The internal tension should be obvious. Both positions cannot be simultaneously principled without a universal standard that applies regardless of which political side is doing the speaking or the suppressing. The mainstream liberal commentariat applies one framework to speech it dislikes (the far-right march: dangerous, suppressible) and a different framework to speech it approves of (Palestinian solidarity protests: legitimate, deserving police restraint). This is not a principled free-speech position. It is political preference dressed up as principle.
A different read
The right-of-centre position on free expression has historically been more consistent here, even if it is not always applied consistently either. The classical liberal tradition — Burke to Hayek, from the First Amendment’s American expression to John Stuart Mill’s harm principle — holds that political speech, including speech that makes liberal elites deeply uncomfortable, deserves the maximum protection available under law. The test of commitment to that principle is whether you defend the speech you despise. On that test, it is worth noting that conservatives in Britain and America have generally been more willing to defend the speech rights of pro-Palestinian protesters than progressives have been to defend the speech rights of immigration restrictionists.

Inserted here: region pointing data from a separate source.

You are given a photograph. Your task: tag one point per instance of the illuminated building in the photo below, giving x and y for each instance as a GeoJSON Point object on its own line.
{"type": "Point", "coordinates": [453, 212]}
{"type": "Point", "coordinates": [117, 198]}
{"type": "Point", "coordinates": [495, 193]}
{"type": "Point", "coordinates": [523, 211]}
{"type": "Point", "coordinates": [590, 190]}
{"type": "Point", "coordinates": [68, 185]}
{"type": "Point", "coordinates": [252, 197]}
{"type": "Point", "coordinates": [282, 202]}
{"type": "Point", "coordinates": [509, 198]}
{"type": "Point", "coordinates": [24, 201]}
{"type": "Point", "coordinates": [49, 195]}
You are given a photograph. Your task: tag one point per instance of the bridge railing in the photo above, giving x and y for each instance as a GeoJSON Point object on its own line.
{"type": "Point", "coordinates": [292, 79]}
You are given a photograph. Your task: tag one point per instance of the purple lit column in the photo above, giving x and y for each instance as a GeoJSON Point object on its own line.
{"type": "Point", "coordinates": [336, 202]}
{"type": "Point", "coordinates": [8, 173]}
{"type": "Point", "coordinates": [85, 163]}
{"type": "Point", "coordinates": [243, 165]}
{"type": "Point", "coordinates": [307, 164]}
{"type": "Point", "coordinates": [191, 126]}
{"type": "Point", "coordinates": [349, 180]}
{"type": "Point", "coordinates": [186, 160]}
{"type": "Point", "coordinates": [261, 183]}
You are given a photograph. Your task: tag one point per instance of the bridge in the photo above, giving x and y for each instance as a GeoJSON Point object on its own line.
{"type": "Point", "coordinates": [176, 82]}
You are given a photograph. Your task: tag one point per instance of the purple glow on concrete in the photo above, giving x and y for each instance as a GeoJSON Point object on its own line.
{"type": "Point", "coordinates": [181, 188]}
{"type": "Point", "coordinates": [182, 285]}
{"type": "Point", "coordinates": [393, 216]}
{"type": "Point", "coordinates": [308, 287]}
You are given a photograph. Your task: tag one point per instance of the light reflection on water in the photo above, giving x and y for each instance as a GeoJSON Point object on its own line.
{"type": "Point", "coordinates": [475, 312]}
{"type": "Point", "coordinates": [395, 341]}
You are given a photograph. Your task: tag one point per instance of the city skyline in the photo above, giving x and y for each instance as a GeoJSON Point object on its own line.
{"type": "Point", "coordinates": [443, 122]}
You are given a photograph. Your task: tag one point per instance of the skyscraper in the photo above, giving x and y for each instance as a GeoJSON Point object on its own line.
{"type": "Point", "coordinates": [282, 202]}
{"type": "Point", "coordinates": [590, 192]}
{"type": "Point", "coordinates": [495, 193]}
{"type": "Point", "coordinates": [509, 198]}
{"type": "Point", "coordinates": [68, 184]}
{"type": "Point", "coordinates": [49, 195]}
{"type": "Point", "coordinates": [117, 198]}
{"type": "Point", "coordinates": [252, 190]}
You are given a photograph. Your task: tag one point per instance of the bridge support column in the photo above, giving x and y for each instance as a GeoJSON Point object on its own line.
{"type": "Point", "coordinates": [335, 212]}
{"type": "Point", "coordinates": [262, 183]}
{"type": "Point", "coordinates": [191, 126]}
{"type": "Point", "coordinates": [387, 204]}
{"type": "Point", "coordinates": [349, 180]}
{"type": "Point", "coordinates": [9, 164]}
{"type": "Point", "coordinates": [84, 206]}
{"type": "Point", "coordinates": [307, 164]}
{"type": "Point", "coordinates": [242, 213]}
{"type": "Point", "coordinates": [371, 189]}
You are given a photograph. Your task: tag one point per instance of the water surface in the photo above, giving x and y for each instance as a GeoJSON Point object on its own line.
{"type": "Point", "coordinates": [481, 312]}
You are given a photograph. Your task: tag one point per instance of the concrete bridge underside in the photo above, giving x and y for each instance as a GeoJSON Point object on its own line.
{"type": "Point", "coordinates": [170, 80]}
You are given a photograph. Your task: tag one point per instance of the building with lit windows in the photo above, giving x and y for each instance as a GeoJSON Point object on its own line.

The London march raises a genuine public order question, not a speech question. Large assemblies of people, some of whom have histories of violence, do present legitimate policing challenges. But the specific mechanism deployed — banning foreign nationals from entering the country to participate in a political rally — deserves scrutiny. Britain has used immigration powers to exclude foreign speakers before, including in both directions: right-wing firebrands have been excluded, but so have controversial Muslim clerics. The legal basis for exclusion is vague enough to be susceptible to political manipulation, and the consistency of its application is notoriously difficult to audit.
More fundamentally, the scale of the London march — tens of thousands of British citizens, not foreign agitators — reflects a genuine political constituency that has been building for years and that mainstream parties have consistently failed to address. Immigration concern is not, by definition, racism. A country that has received over a million net migrants annually for several years running, that has watched housing costs make homeownership inaccessible to young working-class people, and that has seen wage growth in low-skilled sectors suppressed by labour supply expansion has a real political question to answer about the pace and management of demographic change. When established parties refuse to engage that question honestly — the Conservative Party spent fourteen years promising lower immigration while delivering the opposite — the space fills with less scrupulous politicians.
The Eurovision dynamic is a useful mirror. The same European political class that wants to exclude far-right marchers’ concerns from respectable discourse has produced a broadcasting consortium that excluded Russia for political reasons (Ukraine war) while including Israel (Gaza war) and then faced boycotts for the inconsistency. The inconsistency did not come from nowhere: it came from applying geopolitical values selectively, based on alliance politics rather than principle. That kind of selective application of rules is precisely what populist movements feed on, because it is visibly unjust even when the underlying values are defensible.
What to watch
Whether the government publishes criteria for the foreign agitator ban will test whether the policy has rule-of-law foundations or is simply discretionary executive action. Silence from the Home Office on the legal basis would be significant.
Watch the by-election dynamics in working-class northern English constituencies — Makerfield is one — where Labour’s loss of ground to Reform UK reflects precisely the demographic grievances the London march was articulating, channelled through the ballot box rather than the street.
The five Eurovision boycott countries’ identities matter: if they include NATO member states facing their own domestic political pressures over Gaza, it signals a fracture in the Western coalition’s cultural solidarity that has strategic implications beyond the song contest.